Health reform move a welcome first step
The Consumers Health Forum welcomes Labor’s plan to establish a national health reform commission as a timely step towards improvement and innovation of Australia’s health system.
“It is 35 years since the last big change, Medicare, and it is now well past time for a more contemporary Medicare to reflect the deep changes that have swept health care in that time,” the CEO of the Consumers Health Forum, Leanne Wells, said.
“Labor’s reform commission proposal opens the way to the potential of a more integrated and long-term approach to resolve pressing health challenges including prevention, obesity, primary care and chronic disease and to overcome the current disjointed reality of federal-state divisions.
“Improving health systems and services takes time and is often confounded by the time-constraints in our political cycle. If this commission’s primary job is to oversee reform implementation, ensure it is done well and to ensure change is enduring, this is a good move.
“Australia has a good health system: the ideal platform from which to innovate to sustain its best features and shore up its sustainability so Australians can continue to receive high quality accessible care. An expert commission with a mandate to steward important innovations from their conceptual stage to reality offers much promise.

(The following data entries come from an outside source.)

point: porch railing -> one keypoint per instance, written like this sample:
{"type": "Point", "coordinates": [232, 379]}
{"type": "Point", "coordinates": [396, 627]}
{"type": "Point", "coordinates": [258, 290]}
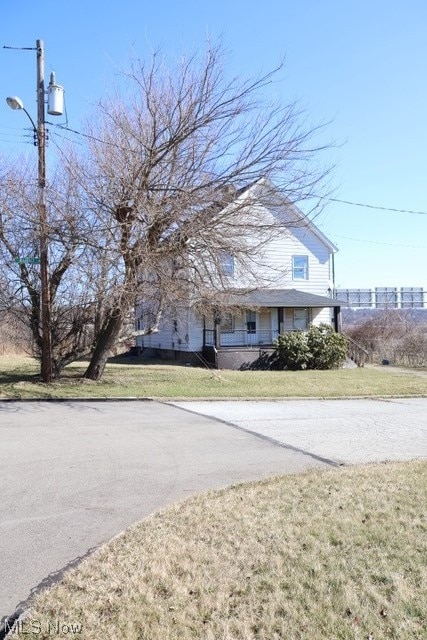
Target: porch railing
{"type": "Point", "coordinates": [241, 338]}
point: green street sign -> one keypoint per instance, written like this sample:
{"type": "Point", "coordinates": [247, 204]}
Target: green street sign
{"type": "Point", "coordinates": [28, 260]}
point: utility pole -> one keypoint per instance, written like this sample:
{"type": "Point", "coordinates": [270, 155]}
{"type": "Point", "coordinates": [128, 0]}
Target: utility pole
{"type": "Point", "coordinates": [45, 306]}
{"type": "Point", "coordinates": [55, 107]}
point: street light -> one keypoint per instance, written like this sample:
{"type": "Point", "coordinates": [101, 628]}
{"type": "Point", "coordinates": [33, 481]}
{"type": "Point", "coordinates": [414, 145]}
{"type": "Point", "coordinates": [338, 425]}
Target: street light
{"type": "Point", "coordinates": [55, 107]}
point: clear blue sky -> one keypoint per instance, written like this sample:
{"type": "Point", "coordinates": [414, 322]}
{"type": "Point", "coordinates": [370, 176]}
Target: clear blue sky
{"type": "Point", "coordinates": [360, 64]}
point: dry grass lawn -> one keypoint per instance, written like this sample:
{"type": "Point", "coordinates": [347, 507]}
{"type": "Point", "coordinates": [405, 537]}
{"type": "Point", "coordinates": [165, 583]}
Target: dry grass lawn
{"type": "Point", "coordinates": [323, 555]}
{"type": "Point", "coordinates": [19, 378]}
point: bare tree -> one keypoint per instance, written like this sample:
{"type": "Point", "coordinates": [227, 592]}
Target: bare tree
{"type": "Point", "coordinates": [72, 306]}
{"type": "Point", "coordinates": [156, 199]}
{"type": "Point", "coordinates": [165, 175]}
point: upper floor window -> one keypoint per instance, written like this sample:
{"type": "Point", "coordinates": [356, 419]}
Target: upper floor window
{"type": "Point", "coordinates": [226, 261]}
{"type": "Point", "coordinates": [300, 267]}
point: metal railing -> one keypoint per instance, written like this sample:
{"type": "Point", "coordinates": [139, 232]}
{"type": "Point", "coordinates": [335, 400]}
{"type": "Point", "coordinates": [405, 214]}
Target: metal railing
{"type": "Point", "coordinates": [241, 338]}
{"type": "Point", "coordinates": [356, 352]}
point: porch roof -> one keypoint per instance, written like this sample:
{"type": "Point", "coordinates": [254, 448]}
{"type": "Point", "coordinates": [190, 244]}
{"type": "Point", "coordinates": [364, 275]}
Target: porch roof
{"type": "Point", "coordinates": [284, 298]}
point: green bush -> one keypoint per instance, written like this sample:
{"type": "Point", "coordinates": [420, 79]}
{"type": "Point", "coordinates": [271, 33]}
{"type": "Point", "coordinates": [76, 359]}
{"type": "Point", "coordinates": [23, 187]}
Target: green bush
{"type": "Point", "coordinates": [318, 348]}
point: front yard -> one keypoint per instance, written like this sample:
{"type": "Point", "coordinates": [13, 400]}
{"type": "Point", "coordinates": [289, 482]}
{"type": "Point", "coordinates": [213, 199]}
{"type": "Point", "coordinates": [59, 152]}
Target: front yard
{"type": "Point", "coordinates": [147, 379]}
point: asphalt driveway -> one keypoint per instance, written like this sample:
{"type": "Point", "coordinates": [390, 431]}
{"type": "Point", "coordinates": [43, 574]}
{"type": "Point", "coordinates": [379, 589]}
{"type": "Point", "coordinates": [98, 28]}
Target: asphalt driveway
{"type": "Point", "coordinates": [346, 431]}
{"type": "Point", "coordinates": [74, 474]}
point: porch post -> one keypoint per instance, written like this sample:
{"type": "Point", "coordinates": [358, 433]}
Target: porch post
{"type": "Point", "coordinates": [280, 319]}
{"type": "Point", "coordinates": [337, 319]}
{"type": "Point", "coordinates": [217, 332]}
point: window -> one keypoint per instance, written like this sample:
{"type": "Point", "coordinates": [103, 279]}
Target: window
{"type": "Point", "coordinates": [300, 267]}
{"type": "Point", "coordinates": [227, 322]}
{"type": "Point", "coordinates": [300, 319]}
{"type": "Point", "coordinates": [226, 262]}
{"type": "Point", "coordinates": [251, 321]}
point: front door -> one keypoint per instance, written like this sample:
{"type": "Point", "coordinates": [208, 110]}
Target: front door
{"type": "Point", "coordinates": [251, 328]}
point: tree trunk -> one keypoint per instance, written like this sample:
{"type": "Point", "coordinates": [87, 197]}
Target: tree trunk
{"type": "Point", "coordinates": [107, 339]}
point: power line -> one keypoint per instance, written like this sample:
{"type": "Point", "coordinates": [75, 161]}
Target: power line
{"type": "Point", "coordinates": [372, 206]}
{"type": "Point", "coordinates": [388, 244]}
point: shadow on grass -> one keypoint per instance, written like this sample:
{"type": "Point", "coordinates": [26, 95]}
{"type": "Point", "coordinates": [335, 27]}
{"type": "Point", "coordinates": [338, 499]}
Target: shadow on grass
{"type": "Point", "coordinates": [13, 377]}
{"type": "Point", "coordinates": [126, 359]}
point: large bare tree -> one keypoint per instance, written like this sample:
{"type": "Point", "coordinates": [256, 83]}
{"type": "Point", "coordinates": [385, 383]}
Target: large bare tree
{"type": "Point", "coordinates": [147, 209]}
{"type": "Point", "coordinates": [167, 159]}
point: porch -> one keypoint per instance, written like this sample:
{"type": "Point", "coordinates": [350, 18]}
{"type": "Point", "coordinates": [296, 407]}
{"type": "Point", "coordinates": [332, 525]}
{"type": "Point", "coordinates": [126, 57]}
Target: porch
{"type": "Point", "coordinates": [239, 338]}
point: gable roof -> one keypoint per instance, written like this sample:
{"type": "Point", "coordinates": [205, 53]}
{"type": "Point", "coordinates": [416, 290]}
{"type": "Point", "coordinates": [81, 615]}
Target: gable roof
{"type": "Point", "coordinates": [263, 184]}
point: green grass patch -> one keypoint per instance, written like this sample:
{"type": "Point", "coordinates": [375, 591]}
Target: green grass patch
{"type": "Point", "coordinates": [336, 554]}
{"type": "Point", "coordinates": [19, 378]}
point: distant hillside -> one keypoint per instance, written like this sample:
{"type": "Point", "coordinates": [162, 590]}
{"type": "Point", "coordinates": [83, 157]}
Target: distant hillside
{"type": "Point", "coordinates": [352, 317]}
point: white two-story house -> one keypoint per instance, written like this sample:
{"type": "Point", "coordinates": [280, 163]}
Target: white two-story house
{"type": "Point", "coordinates": [291, 288]}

“Key enablers to such a commission fulfilling such an ambitious agenda is for it to oversee implementation of a Ten Year National Health Plan and for its governance and mix of experts to include a robust consumer presence.
“We urge Labor to ensure a strong consumer focus in the membership and priorities of the commission. By entrenching a consumer-focus to our national health system we can provide impetus to bridge federal-state differences.
“A Labor Government must also ensure that it avoids the creation of merely another level of bureaucracy that could become more talking shop than driver of reform.
“It must also consider the public-private health mix and the part private health insurance plays in the overall system. Labor is promising a Productivity Commission into private health insurance which we support. But its pivotal place in the overall health system requires that it also be part of the commission’s orbit,” Ms Wells said.